Abstract: : Purpose: To describe fundus autofluorescence (AF) characteristics of pigment epithelial detachments (PED). Methods: Digital AF images were recorded with a confocal scanning laser ophthalmoscope (Heidelberg Retina Angiograph, exc. 488 nm, em. > 500 nm). Fundus photographs and optical coherence tomography (OCT3, Zeiss) was performed. A total of 35 patients with PEDs were examined. PEDs were associated with age–related macular degeneration (AMD) in 31 patients (mean age 72.4 ± 7.5 years) including lesions with concurrent retinal angiomatous proliferations (RAP) and polypoidal choroidal vasculopathy (PCV), and secondary to idiopathic central serous chorioretinopathy (ICSC) in 4 patients (mean age 51.2 ± 4.6 years). Results: PEDs showed variable characteristics on AF images. While the majority (23 eyes/62.2%) had a corresponding marked evenly distributed increase in AF, in 8 eyes/21.6% there was a decreased AF, and in 6 eyes/16.2% a normal background AF. In the group with elevated AF a higher AF intensity was associated with higher maximal vertical extension of the detached RPE in OCT measurements. However, there were large PEDs with marked prominence in the group with decreased AF signal, all of which had radial hyperpigmented lines overlying the PED. All drusenoid PEDs had an increased AFsignal. Except in 4 eyes (10.8%) with a large area of increased AF surrounding the PED 25 eyes (67.6%) showed a well–defined hypoautofluorescent halo delineating the entire border of the lesion. The width of this halo was smaller in ICSC compared to AMD eyes. The distribution of macular pigment (MP) on AF images was abnormal in all eyes when compared with unaffected fellow eyes. Conclusions: The results indicate that there are heterogenous phenotypic variations in fundus AF associated with PEDs.

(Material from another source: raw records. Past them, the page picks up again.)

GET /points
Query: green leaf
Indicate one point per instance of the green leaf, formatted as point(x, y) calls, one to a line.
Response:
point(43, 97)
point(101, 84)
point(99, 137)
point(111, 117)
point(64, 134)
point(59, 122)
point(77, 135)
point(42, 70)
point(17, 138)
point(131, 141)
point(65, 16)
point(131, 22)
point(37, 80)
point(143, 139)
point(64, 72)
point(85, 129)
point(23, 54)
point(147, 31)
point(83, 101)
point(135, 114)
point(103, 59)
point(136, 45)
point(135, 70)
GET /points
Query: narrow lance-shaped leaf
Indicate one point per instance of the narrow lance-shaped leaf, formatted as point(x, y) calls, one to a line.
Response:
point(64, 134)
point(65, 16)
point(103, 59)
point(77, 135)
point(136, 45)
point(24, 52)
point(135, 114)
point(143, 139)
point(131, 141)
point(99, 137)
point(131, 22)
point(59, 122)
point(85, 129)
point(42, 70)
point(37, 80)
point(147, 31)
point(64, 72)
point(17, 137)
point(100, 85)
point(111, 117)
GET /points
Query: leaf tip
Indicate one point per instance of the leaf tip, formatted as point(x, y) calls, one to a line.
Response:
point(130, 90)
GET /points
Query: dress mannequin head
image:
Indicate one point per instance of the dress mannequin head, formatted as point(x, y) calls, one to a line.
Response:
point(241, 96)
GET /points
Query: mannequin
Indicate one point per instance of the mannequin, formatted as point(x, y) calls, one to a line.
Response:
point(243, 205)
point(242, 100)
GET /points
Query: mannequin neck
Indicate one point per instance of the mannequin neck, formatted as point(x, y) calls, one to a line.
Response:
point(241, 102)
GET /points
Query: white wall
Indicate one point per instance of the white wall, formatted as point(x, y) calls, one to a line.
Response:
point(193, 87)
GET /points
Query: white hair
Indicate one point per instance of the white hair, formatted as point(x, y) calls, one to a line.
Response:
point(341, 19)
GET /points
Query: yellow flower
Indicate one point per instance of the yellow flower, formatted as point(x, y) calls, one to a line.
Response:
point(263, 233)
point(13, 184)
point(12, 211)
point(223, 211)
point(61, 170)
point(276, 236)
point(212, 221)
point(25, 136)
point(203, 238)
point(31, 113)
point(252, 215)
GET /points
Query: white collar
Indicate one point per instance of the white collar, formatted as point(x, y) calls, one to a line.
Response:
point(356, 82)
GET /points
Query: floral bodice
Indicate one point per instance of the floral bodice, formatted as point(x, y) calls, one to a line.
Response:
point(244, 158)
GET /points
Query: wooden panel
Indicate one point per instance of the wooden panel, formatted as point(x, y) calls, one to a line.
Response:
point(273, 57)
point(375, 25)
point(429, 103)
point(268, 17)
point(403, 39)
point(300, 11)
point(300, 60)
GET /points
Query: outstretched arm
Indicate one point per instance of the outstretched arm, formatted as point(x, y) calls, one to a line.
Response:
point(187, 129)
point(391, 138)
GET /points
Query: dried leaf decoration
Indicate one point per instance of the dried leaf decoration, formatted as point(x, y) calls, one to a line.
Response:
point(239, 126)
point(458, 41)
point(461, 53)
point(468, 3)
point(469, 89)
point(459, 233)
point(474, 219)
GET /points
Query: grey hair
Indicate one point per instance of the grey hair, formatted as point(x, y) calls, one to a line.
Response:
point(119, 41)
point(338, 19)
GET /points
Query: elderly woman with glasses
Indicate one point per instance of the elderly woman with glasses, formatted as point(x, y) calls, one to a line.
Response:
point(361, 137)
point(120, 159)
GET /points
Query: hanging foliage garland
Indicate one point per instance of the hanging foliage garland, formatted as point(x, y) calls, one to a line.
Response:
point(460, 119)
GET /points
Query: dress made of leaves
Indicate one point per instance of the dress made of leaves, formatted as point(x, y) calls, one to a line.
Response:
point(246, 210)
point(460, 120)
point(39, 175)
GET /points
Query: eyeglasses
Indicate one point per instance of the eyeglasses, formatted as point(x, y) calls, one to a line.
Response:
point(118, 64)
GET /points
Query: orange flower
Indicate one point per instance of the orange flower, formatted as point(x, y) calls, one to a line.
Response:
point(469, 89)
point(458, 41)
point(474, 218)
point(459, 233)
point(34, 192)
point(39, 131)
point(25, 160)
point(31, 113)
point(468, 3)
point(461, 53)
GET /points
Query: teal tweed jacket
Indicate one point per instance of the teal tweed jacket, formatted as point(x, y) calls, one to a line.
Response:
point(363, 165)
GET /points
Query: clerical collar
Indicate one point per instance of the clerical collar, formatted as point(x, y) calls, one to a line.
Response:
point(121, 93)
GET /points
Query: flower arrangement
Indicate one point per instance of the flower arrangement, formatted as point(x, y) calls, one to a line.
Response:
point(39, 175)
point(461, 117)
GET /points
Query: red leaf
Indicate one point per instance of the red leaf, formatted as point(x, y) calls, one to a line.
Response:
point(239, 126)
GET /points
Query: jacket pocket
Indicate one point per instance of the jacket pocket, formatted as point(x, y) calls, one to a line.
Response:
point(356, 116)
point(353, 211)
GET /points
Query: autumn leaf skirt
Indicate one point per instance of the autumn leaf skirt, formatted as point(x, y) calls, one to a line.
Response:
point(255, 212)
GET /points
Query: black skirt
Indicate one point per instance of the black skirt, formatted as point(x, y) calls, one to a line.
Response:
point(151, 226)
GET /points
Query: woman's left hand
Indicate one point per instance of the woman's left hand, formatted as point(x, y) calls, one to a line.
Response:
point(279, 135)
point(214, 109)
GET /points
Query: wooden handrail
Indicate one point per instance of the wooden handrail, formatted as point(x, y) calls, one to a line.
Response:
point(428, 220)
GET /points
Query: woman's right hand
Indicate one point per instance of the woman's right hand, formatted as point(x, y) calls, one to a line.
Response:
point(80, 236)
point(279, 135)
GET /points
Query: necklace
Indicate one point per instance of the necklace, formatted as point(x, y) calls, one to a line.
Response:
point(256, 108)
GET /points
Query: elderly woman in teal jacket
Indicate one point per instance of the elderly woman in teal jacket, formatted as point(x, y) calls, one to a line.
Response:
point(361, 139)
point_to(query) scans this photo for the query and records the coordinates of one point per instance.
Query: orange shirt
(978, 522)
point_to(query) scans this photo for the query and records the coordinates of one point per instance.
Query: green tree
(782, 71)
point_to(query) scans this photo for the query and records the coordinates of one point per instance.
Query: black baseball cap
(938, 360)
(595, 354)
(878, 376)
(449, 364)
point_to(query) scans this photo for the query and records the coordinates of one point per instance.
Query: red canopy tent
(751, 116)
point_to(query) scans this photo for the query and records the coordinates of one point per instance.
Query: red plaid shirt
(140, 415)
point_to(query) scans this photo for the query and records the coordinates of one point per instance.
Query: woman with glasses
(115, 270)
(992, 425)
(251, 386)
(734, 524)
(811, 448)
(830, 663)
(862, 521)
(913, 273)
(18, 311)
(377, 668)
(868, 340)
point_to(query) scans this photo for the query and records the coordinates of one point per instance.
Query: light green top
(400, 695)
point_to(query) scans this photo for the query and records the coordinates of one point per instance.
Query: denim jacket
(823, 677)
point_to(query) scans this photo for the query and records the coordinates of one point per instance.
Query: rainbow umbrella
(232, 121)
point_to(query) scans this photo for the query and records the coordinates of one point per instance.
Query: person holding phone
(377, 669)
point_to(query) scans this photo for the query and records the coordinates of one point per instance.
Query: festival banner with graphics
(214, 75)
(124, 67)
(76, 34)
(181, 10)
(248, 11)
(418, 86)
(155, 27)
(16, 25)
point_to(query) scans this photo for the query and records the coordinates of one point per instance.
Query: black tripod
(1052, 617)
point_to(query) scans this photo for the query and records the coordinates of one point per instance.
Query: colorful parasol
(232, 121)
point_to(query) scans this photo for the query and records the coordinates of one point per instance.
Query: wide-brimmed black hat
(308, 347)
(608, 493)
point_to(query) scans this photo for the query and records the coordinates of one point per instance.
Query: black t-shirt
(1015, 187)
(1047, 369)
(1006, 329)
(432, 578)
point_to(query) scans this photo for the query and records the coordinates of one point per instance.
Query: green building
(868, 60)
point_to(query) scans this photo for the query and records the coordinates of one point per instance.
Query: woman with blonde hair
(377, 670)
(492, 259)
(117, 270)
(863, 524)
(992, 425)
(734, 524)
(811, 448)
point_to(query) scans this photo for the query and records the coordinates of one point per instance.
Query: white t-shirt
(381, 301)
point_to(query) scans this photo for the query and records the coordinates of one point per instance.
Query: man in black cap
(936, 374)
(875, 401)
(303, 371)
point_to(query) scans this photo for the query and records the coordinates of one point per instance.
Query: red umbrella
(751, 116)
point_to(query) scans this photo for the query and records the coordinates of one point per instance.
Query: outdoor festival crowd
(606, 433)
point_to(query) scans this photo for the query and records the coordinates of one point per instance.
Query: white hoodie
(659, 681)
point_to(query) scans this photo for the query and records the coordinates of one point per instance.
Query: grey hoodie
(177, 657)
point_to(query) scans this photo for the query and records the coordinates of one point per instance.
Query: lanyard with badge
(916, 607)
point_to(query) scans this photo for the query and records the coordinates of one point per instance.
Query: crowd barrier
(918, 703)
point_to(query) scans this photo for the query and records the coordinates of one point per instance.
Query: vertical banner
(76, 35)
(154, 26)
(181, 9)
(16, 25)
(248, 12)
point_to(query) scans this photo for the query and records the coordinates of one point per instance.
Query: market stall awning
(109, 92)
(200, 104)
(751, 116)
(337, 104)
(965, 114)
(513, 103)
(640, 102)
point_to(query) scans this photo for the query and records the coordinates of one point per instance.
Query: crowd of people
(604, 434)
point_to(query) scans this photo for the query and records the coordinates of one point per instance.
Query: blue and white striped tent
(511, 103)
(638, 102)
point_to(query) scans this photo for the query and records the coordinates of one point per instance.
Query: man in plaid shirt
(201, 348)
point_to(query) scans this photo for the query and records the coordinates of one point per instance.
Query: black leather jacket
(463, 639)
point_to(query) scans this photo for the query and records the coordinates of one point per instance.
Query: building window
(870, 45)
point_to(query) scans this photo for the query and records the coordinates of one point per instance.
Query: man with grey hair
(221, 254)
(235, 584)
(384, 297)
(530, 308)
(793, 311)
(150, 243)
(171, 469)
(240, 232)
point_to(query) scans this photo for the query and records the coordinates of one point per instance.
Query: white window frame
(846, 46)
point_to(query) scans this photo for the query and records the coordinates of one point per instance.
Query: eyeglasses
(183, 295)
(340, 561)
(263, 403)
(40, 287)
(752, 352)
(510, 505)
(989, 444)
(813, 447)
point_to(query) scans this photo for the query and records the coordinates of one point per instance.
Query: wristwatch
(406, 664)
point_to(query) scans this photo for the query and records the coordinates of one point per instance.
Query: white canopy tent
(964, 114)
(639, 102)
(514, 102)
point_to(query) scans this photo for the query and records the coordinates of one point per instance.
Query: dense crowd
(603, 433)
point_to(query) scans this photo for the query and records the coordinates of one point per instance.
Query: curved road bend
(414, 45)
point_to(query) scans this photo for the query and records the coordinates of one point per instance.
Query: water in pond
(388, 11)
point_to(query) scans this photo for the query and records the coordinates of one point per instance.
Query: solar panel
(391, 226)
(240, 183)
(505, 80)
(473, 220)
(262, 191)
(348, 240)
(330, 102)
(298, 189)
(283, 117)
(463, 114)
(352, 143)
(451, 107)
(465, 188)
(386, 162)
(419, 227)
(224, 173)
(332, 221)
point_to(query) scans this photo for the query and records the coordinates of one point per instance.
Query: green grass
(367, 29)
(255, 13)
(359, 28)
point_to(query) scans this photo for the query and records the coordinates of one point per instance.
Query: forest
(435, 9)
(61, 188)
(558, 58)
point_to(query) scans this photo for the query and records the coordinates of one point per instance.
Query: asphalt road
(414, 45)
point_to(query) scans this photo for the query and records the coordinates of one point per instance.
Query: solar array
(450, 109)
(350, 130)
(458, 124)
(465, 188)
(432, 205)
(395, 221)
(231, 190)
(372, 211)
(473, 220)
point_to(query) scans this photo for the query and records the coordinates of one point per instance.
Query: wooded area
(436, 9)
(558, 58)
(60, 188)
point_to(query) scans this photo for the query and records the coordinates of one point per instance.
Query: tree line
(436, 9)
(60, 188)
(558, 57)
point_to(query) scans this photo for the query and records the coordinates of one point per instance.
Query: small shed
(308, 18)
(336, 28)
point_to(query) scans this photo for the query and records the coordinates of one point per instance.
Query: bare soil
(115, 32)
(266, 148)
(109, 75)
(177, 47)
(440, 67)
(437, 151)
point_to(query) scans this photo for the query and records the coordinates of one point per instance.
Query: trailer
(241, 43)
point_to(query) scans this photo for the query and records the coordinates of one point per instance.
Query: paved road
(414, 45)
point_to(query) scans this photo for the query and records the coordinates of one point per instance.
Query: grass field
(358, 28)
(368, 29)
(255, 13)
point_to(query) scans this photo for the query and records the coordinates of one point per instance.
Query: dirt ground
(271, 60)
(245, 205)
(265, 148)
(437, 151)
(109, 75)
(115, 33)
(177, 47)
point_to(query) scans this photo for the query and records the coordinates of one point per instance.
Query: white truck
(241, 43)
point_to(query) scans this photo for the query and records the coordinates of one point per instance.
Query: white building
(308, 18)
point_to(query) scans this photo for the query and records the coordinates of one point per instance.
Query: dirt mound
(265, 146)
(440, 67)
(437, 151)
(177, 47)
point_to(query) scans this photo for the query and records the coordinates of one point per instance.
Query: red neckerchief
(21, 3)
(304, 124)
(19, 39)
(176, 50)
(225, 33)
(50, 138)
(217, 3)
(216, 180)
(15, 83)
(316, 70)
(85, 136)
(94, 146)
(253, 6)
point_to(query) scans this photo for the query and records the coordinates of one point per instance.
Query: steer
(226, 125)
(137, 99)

While AF imaging has been developed as a tool to evaluate RPE lipofuscin, findings here suggest that other dominant fluorophores may occur in the extracellular fluid between RPE and Bruch’s membrane. In contrast to lipofuscin the molecular species in the subRPE fluid remain to be identified. Different AF phenotypes may reflect heterogeneity on a cellular and molecular level, and may thus be relevant for future molecular genetic analyses. Further longitudinal studies using AF imaging may increase our understanding of PEDs in various retinal diseases and may allow us to identify novel prognostic factors.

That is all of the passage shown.